Some growers light to start off at half the minimum recommend light and work their way up as they get into flowering.​

Also, you can give your plant too much light.

And you can burn your plants from having the lights too close.​

You'll know if white spots begin to appear on your plant, which happens when it gets an over-saturation of light or too much heat.

What Kind of Lights?

It’s important to note that due to the chemical processes involved in each stage of the cannabis light cycle, the type of lighting is important to be aware of during each stage.

Since your plant will respond to different parts of the light at the various stages, growers recommend using a broad or full-spectrum LED light.

These are ideal because they can cover a large area and provide enough energy required to promote growth and budding.

Avoid LED lights with a narrow beam and ensure that your plants are far enough away from the light so that they don't bake in the heat.

CFLs and LED lights are more energy efficient and ​more cost effective than others, so keep that in mind when planning your grow room.

Marijuana Lighting Hacks

Depending on the stage of the light cycle your plant is in, you will need to monitor when your lights are on and when they’re off.
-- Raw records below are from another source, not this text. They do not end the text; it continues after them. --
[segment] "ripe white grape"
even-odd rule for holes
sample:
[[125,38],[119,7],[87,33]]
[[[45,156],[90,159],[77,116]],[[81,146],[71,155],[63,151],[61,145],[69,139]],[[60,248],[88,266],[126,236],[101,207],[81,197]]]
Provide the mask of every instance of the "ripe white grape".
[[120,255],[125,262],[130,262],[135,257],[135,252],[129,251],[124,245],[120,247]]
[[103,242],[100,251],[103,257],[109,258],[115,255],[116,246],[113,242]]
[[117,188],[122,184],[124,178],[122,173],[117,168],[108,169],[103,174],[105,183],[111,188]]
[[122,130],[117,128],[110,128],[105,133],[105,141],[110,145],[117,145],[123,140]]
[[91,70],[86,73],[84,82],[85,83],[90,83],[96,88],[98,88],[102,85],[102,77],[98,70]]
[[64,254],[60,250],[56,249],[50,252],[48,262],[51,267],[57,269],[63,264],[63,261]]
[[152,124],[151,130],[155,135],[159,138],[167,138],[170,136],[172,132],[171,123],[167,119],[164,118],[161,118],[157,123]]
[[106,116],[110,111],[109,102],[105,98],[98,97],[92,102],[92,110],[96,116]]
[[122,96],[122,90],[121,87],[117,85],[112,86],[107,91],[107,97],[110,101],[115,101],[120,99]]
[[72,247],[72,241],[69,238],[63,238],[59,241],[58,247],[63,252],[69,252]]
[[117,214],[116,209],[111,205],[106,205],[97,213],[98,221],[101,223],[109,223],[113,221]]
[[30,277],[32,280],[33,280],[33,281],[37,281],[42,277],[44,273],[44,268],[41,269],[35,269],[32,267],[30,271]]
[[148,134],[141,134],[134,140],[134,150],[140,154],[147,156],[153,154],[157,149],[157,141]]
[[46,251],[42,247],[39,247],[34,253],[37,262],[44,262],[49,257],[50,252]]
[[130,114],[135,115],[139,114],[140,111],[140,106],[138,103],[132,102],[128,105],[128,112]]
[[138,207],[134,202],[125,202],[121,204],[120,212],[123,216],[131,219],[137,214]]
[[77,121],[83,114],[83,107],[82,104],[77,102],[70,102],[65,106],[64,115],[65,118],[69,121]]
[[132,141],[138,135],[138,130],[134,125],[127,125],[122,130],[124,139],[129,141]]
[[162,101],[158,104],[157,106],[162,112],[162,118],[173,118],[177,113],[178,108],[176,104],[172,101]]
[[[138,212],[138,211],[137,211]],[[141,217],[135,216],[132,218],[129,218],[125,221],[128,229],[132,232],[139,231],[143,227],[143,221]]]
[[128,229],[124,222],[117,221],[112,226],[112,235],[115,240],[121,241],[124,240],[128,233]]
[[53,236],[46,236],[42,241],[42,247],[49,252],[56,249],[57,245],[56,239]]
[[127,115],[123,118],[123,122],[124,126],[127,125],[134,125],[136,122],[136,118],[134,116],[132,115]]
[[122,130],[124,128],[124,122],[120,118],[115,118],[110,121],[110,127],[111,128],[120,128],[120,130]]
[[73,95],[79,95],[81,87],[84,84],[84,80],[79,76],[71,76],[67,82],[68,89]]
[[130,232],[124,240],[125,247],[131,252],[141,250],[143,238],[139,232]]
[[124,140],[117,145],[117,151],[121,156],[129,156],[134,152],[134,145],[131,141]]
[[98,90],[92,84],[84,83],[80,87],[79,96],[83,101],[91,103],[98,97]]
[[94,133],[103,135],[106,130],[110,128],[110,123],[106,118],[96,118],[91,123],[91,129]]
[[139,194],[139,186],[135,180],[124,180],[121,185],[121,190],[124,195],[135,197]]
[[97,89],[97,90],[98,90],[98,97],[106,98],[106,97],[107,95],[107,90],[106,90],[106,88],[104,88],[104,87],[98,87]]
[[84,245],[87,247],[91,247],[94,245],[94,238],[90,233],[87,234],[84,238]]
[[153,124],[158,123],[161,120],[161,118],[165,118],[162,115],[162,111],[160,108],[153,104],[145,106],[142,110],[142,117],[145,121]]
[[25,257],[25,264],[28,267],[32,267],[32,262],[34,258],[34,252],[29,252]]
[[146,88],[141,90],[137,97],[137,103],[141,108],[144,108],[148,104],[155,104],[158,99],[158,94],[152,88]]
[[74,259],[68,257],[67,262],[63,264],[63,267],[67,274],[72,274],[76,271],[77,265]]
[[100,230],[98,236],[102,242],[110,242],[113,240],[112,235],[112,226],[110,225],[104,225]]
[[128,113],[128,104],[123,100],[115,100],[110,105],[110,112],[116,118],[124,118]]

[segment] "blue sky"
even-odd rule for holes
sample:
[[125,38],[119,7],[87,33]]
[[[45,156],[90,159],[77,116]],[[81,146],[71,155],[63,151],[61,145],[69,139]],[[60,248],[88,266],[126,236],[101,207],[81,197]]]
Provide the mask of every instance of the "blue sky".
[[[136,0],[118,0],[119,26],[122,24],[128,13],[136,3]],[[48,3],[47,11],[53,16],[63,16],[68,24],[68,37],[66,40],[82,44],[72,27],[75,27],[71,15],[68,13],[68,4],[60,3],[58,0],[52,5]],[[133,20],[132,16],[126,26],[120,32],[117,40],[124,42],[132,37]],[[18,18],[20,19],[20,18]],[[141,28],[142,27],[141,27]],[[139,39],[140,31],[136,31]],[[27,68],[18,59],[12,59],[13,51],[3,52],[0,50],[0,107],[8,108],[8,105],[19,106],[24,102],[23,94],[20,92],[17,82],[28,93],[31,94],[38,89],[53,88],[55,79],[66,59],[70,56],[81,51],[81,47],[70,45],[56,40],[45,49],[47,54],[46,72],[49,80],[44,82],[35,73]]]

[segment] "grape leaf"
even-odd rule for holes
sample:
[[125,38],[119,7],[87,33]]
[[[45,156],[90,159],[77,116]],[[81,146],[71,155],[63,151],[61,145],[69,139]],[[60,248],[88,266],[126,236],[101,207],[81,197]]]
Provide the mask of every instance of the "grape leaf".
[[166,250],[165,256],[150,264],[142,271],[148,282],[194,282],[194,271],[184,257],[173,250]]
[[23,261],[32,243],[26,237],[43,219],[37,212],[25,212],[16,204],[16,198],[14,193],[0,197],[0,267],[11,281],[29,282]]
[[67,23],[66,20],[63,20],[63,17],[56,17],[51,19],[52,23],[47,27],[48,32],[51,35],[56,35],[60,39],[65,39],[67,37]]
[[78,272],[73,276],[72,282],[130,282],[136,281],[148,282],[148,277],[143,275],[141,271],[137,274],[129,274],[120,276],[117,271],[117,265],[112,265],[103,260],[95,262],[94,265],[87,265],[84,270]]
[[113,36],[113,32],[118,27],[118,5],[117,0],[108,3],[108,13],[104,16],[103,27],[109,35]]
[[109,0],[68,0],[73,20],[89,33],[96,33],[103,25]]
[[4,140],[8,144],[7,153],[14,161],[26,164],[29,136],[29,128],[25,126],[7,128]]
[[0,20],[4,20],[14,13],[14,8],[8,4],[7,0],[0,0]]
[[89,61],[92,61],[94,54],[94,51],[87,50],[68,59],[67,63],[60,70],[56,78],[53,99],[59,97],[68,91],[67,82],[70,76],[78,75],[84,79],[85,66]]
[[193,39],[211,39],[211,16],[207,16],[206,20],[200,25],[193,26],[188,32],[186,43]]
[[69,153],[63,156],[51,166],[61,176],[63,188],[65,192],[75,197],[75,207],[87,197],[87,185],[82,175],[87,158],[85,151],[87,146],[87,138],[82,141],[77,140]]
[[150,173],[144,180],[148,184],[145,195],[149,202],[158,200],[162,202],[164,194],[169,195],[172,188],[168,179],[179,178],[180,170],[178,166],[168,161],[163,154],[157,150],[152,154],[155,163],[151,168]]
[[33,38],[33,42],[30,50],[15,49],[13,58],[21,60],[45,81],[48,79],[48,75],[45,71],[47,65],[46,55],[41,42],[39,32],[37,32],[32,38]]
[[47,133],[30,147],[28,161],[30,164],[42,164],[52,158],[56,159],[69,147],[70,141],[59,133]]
The lighting NEEDS to be consistent. 

Of course, it’s not overly difficult to turn your lights on and off manually, but this does require scheduling your life around your lights.

Using timers helps ensure plants are getting consistent light, when they need it.

Inducing the Flowering Stage with Lights

The reason lighting is so important with an indoor operation, is you control when your plants go into the flowering stage.

But you also must take a few steps to induce the flowering stage to allow your plants to recognize when time to transition.

Inducing the flowering stage can be done through a few ways including:

  • Starting to introduce your plant to periods of darkness
  • Covering your plant during the vegetative state during different parts of the day to encourage budding
  • Use fertilizers that work with your plant strain to help stimulate the plant for blooming, including phosphorus which is a vital mineral for flowering

Overview on the Importance of Lighting

Use our formulas to determine the number of lights required per cannabis plant and the wattage/lumens needed.

But it can’t be stressed how important it is that your plants get the right type of lighting when it’s needed.

To ensure that your plants move forward through the flowering stage into beautiful buds, be sure you educate yourself on the following topics:

  • Calculating the number cannabis plants per light to ensure optimal growth
  • Understanding the light cycle as a critical component of successful budding
  • Determining the required wattage or lumens for your grow area
  • Ensuring the right type of lighting is being used for both growing stages
  • Remaining consistent and disciplined in lighting schedules
  • Ensuring your plants are not getting too much light
  • Recognizing when you can start inducing the flowering process

Once you understand the marijuana light cycle, the fundamentals of growing become easy to grasp. Put lighting to the top of your priority list, and you’ll be sure to yield buds to enjoy.